The main super ultimate was a “death from above” attack that zoomed me up into the air and let me hover there as I rained missiles down, similar to Pharah’s ultimate in Overwatch. Light mech’s also have a cloaking ability as a secondary ultimate which is great to use when sneaking up on an enemy from behind since shields only cover the front of a mech.
Pretty robust, right? That’s just the light mech.
For the medium, which became my favorite during my play session, I found myself mostly hanging back to fulfill a more range-focused role. The secondary weapon for my left arm contained semi-homing missiles that travel towards their target a bit without a true lock-on, but the real shining star of the arsenal is the secondary on the right arm: a super-powered laser canon. Pulling the trigger shoots out an enormous laser blast that can be used to snipe enemies from across the map or do huge burst damage up close.
The medium’s ultimates are a massive, ultra-powered singularity beam that radiates from the head of your mech — like enormous eye lasers, and an infinite ammo state. The infinite ammo state seems less cool at first, until you realize that means you can basically spam the smaller laser canon and really wreak havoc.
Finally is the heavy mech. This bad boy has over 3x as much health as the light mech and packs a heavy punch. The left arm secondary contains heavy rockets that do some big damage and the right arm secondary is a brimstone canon, basically a shotgun, that can absolutely eviscerate someone if you catch their backside or land an unshielded shot to the head.
For ultimates the heavy has an enormous EMP blast that pulses out into a huge radius around them hurting shields, damaging energy reserves, and hurting the hull of anyone caught in the blast. As an alternate ultimate, heavy mechs can also go invulnerable for a brief period of time, making them even more deadly than before.

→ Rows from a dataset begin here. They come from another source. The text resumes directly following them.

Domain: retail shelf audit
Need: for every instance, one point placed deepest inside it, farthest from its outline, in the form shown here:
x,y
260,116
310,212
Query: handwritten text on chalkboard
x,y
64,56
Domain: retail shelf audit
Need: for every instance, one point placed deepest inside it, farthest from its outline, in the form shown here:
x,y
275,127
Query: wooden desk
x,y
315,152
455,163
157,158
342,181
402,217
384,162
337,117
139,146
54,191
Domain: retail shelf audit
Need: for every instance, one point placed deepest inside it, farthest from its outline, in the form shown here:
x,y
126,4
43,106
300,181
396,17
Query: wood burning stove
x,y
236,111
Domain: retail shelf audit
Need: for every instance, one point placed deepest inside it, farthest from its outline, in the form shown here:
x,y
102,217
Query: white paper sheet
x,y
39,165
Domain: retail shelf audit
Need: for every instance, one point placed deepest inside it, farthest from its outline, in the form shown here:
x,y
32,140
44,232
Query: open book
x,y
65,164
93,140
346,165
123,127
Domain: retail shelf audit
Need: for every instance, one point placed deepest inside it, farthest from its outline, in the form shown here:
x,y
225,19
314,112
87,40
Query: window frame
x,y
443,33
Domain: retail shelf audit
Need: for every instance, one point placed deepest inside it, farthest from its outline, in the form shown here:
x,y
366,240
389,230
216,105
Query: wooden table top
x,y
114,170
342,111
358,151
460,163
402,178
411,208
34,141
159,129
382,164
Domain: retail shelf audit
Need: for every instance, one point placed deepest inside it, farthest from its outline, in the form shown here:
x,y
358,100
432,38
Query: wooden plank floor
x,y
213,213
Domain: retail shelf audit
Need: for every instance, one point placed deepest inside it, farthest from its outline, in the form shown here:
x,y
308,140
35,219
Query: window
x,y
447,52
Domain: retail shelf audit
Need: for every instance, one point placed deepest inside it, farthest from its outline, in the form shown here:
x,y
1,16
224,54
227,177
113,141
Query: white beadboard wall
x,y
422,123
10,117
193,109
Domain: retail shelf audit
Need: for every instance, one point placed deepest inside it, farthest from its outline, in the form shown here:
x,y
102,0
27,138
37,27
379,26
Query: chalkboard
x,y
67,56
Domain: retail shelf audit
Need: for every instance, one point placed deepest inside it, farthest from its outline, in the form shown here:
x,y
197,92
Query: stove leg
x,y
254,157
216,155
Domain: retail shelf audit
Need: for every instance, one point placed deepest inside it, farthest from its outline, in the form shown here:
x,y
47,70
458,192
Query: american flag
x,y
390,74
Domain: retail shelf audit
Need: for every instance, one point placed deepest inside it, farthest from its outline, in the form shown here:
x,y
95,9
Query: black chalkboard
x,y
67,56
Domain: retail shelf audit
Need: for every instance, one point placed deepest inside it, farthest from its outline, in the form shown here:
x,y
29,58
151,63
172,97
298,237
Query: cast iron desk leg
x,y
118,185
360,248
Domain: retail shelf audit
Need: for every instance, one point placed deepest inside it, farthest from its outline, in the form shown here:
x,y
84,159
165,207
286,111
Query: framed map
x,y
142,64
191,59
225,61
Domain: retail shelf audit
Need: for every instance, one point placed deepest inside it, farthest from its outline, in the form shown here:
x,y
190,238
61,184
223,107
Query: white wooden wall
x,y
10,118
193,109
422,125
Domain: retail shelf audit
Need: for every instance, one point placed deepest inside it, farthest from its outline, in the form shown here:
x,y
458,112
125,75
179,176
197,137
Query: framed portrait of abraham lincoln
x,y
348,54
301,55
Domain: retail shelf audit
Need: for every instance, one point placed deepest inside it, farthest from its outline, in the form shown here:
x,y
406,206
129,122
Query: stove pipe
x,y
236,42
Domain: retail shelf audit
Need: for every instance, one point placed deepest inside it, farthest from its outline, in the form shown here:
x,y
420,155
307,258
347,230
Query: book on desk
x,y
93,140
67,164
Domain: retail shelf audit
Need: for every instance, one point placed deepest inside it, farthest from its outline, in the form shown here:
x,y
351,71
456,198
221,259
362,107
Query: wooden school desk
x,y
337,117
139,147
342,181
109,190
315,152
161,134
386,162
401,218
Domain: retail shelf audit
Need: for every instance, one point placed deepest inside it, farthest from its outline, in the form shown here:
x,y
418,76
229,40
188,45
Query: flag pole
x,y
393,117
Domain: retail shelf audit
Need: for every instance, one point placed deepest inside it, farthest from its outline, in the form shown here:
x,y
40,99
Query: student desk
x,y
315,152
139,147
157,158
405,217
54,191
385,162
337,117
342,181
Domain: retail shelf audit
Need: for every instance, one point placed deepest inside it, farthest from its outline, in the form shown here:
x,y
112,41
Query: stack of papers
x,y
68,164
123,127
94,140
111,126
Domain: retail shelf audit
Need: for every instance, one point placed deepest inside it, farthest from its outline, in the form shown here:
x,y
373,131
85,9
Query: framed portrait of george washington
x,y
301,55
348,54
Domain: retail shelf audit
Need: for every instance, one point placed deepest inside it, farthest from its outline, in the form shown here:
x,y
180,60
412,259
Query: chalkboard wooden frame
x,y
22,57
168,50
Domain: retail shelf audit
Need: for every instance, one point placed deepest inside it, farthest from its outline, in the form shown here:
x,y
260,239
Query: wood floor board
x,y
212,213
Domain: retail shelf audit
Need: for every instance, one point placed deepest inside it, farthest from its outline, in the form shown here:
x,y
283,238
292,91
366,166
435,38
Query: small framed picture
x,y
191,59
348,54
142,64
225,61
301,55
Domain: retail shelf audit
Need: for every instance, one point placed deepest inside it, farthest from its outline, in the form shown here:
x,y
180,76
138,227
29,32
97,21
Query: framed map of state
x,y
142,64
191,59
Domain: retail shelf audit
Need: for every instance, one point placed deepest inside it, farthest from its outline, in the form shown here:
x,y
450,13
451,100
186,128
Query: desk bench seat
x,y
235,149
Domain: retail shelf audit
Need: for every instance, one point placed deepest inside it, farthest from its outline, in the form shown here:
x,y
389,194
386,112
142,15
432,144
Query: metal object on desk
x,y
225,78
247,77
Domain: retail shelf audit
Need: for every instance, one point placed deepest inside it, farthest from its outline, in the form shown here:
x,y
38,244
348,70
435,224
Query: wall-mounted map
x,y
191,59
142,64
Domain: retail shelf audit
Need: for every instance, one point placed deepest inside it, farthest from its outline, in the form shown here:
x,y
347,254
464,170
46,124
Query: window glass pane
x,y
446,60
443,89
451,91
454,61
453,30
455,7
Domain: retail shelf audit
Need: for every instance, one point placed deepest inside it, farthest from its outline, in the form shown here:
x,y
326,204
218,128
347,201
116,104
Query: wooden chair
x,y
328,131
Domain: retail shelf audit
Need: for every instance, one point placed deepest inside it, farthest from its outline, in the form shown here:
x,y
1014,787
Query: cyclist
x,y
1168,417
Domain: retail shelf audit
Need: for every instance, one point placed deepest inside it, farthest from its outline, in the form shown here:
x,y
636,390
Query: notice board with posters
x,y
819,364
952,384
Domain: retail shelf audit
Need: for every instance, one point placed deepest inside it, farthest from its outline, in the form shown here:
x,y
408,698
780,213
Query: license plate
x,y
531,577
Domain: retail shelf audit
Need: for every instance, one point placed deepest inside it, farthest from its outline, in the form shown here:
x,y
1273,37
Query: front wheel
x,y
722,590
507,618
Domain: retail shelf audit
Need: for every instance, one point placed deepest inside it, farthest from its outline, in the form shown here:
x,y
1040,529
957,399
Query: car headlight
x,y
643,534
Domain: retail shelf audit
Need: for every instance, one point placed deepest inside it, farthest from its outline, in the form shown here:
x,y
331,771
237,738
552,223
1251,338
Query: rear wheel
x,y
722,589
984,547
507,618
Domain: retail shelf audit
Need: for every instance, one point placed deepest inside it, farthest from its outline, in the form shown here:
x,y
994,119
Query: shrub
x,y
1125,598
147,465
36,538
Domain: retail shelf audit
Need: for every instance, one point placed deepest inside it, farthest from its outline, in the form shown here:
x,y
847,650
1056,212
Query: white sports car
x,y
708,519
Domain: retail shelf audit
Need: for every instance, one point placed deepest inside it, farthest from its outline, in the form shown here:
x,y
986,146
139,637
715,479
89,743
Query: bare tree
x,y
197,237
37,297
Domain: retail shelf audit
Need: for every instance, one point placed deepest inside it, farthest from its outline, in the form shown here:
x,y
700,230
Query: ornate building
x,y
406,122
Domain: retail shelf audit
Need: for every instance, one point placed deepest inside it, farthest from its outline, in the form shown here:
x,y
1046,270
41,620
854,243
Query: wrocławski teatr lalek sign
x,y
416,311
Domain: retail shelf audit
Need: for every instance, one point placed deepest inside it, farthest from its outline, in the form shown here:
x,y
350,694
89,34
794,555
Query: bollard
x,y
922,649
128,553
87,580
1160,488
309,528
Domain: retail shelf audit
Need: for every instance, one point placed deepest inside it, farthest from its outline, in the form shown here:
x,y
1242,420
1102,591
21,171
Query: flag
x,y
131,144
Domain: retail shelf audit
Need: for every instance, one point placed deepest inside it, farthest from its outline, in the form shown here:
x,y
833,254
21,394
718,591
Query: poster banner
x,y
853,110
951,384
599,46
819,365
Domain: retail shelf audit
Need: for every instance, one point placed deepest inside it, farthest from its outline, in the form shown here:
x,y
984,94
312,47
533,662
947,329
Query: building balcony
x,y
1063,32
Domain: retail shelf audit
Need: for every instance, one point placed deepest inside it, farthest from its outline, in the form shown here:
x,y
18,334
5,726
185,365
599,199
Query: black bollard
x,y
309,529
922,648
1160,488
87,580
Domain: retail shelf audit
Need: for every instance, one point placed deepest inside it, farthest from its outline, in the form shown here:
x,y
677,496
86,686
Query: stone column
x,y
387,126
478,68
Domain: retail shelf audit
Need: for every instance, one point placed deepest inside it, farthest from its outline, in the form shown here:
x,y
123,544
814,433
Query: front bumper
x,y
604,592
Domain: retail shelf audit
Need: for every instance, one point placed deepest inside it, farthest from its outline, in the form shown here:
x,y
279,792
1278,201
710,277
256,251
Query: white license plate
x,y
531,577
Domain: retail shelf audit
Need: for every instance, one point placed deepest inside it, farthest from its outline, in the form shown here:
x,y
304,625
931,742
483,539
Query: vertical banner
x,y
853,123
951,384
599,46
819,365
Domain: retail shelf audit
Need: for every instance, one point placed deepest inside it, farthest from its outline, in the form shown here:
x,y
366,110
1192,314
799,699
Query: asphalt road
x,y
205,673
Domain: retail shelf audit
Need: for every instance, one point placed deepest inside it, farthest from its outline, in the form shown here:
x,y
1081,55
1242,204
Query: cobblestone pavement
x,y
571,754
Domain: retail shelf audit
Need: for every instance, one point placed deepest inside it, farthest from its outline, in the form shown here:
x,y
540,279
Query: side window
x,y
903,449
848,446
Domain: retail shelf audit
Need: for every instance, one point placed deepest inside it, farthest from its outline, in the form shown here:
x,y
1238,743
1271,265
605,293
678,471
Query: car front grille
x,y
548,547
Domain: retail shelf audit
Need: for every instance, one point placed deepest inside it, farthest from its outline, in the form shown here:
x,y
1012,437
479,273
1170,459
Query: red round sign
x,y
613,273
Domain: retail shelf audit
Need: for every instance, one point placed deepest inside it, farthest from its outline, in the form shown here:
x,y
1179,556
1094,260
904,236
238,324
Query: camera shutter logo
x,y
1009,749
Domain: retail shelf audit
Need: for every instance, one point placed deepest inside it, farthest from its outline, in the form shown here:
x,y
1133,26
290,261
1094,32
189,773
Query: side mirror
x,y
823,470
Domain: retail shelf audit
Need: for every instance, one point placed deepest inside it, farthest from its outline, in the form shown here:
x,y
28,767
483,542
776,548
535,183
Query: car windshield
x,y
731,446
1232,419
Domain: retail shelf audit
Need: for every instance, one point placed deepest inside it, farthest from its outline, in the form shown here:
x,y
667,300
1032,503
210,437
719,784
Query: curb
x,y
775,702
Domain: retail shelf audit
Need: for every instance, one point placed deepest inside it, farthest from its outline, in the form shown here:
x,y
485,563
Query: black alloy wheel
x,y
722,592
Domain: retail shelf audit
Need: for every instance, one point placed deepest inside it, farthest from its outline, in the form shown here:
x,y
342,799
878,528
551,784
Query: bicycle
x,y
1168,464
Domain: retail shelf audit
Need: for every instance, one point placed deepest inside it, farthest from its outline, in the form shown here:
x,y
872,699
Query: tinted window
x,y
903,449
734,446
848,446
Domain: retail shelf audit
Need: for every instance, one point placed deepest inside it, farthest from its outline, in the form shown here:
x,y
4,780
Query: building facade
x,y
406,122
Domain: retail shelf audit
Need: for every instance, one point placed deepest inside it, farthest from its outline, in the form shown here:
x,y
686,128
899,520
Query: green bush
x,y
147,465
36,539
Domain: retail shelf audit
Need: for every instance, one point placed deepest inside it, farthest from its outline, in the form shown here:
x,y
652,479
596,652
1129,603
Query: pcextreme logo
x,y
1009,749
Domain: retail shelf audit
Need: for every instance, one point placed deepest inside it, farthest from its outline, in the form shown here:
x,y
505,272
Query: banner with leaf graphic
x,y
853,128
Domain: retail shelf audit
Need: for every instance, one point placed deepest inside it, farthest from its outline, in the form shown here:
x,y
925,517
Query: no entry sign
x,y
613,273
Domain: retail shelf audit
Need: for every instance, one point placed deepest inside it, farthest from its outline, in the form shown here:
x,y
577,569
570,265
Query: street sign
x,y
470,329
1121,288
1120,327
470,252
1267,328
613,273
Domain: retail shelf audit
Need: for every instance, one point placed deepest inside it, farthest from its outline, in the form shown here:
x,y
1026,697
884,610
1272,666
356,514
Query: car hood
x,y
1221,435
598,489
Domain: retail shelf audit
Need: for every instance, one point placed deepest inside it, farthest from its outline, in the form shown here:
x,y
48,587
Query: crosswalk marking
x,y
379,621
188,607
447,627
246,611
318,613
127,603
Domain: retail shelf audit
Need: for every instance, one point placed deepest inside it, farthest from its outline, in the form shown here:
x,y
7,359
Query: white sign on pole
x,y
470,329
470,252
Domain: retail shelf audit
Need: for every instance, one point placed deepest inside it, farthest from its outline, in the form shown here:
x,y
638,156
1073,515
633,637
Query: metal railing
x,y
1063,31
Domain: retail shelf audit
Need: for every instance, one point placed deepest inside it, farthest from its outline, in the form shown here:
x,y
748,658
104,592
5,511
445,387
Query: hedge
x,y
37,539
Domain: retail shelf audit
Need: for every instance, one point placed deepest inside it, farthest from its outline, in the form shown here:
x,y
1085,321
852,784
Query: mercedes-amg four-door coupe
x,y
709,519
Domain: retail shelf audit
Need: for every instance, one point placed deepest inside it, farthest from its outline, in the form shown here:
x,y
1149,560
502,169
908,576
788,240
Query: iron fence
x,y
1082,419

The one major feature I feel like is missing is an element of customization. You’ll be able to earn cosmetic alterations and upgrades in the game, but a hallmark of most great mech games is being able to really tweak and modify your weapons, chassis, and other parts. Perhaps those are plans for a future sequel if this does well enough.
And did I mention the environments, buildings, and most structures are all destructible? That helps make battles extra interesting.
Just like any good class-based shooter, winning a match in Archangel: Hellfire is just as much about teamwork as it is individual player skill. Since teams are only 2v2 it means tactics and communication are incredibly important.
Currently there are only two maps and one game mode, so it’s not as varied as I’d like, but as a free update to a previously single player only game it’s substantially better than I’d expected. Compared to the single player Archangel experience it’s almost like a brand new and much better game as a whole.
From here Skydance really has a blank slate in front of them. They appear to be doubling down on the esports angle for the game (watching people pilot mechs in VR is extremely entertaining for viewers) which is a great angle, but hopefully they keep delivering content as well. A third map is planned for after the beta period.
Archangel: Hellfire hits open beta starting today around 10AM PT on Rift and Vive as a free update as long as you own the full Archangel game. When it exits open beta there will be a horde mode for co-op or single player as well, but the beta period is only for team deathmatch matchmaking online.
You can grab Archangel on Oculus Home or Steam to get into the Hellfire beta today. The PSVR version does not have multiplayer support planned at this time due to the lack of touchpads and/or analog sticks on the PS Move controllers.